Individual heterozygous or hemizygous mutant mice had only occasional other minor differences in observed physical features compared to wild-type control mice. These findings were considered to represent individual variability, background features occasionally seen in this strain of mice, findings due to spontaneous disease, age-related findings, and/or findings of a nonspecific etiology. However, none of these differences was regarded as biologically significant or genotype related.
Gene 1688
Aging Metrics
There
were no significant differences detected in the homozygous mutant female
or hemizygous mutant male mice when compared with age- and gender-matched
heterozygous or wild-type control mice.
Body
weights and body lengths were measured for mice at 49, 90, 180, and 300 days of
age.
49
Day Cohort Mouse ID numbers are as follows:
3 homozygous mutant females (283277, 286831, 286832)
4 heterozygous mutant females (283278, 283279, 286830, 286833)

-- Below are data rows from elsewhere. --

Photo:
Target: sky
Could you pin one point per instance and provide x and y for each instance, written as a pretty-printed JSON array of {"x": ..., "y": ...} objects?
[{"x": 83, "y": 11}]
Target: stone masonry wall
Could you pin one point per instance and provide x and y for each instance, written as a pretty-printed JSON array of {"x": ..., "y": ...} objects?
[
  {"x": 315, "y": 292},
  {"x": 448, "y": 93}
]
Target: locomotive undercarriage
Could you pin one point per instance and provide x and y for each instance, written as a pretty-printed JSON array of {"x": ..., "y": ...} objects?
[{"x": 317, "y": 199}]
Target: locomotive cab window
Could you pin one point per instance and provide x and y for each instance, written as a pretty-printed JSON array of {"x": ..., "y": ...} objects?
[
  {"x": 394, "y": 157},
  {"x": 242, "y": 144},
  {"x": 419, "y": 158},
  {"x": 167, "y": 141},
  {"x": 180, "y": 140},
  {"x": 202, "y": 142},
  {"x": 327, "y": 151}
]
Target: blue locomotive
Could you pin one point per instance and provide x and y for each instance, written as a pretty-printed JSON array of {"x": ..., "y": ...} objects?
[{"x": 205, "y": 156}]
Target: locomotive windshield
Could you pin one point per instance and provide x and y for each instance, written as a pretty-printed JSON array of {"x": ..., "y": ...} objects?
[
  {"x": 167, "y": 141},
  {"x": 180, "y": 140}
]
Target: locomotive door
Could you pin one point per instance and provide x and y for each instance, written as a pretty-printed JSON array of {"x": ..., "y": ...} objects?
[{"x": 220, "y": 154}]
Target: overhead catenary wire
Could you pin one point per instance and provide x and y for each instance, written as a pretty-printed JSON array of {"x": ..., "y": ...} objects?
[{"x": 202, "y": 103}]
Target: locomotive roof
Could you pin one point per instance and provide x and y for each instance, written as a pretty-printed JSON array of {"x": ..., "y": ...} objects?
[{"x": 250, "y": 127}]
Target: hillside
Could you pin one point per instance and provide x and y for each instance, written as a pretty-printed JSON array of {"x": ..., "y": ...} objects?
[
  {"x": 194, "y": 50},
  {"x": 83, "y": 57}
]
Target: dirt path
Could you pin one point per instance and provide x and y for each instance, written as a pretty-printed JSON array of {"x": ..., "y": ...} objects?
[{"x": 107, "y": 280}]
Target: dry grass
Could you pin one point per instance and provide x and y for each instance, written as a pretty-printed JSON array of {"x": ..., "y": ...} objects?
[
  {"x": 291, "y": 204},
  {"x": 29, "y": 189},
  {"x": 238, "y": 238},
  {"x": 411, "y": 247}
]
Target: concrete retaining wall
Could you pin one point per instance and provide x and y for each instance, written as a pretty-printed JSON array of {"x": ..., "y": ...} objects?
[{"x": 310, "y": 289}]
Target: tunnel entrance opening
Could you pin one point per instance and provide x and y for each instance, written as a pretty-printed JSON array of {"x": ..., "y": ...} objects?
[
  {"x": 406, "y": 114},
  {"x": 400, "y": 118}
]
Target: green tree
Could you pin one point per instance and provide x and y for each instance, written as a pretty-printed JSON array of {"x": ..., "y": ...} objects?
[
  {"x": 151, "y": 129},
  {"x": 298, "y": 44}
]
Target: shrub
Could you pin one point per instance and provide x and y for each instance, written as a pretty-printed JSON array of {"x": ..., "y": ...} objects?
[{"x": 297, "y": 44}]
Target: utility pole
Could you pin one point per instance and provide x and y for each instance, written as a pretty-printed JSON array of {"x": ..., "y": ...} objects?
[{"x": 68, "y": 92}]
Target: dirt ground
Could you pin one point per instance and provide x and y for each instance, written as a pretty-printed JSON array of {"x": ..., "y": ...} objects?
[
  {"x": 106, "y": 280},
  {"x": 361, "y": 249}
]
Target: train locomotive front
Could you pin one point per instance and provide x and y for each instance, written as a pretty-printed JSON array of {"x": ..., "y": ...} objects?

1 hemizygous mutant male (286838)
4 wild-type control males (273754, 276931, 276932, 286834)
90 Day Cohort Mouse ID numbers are as follows:
2 homozygous mutant females (283277, 286831)
4 heterozygous mutant females (283278, 283279, 286830, 286833)
2 hemizygous mutant males (286811, 286838)
5 wild-type control males (273754, 276931, 276932, 286820, 286834)
180 Day Cohort Mouse ID numbers are as follows:
2 homozygous mutant females (286831, 300693)
2 heterozygous mutant females (286830, 286833)
2 wild-type control males (286820, 286834)
300 Day Cohort Mouse ID numbers are as follows:
1 hemizygous mutant male (280536)
4 wild-type control males (276931, 276932, 286820, 286834)
Body Weight and Length Findings:
Differences in body length and body weight were present between individual mice. The variability between mice usually fell within our historical reference ranges and was not correlated with genotype.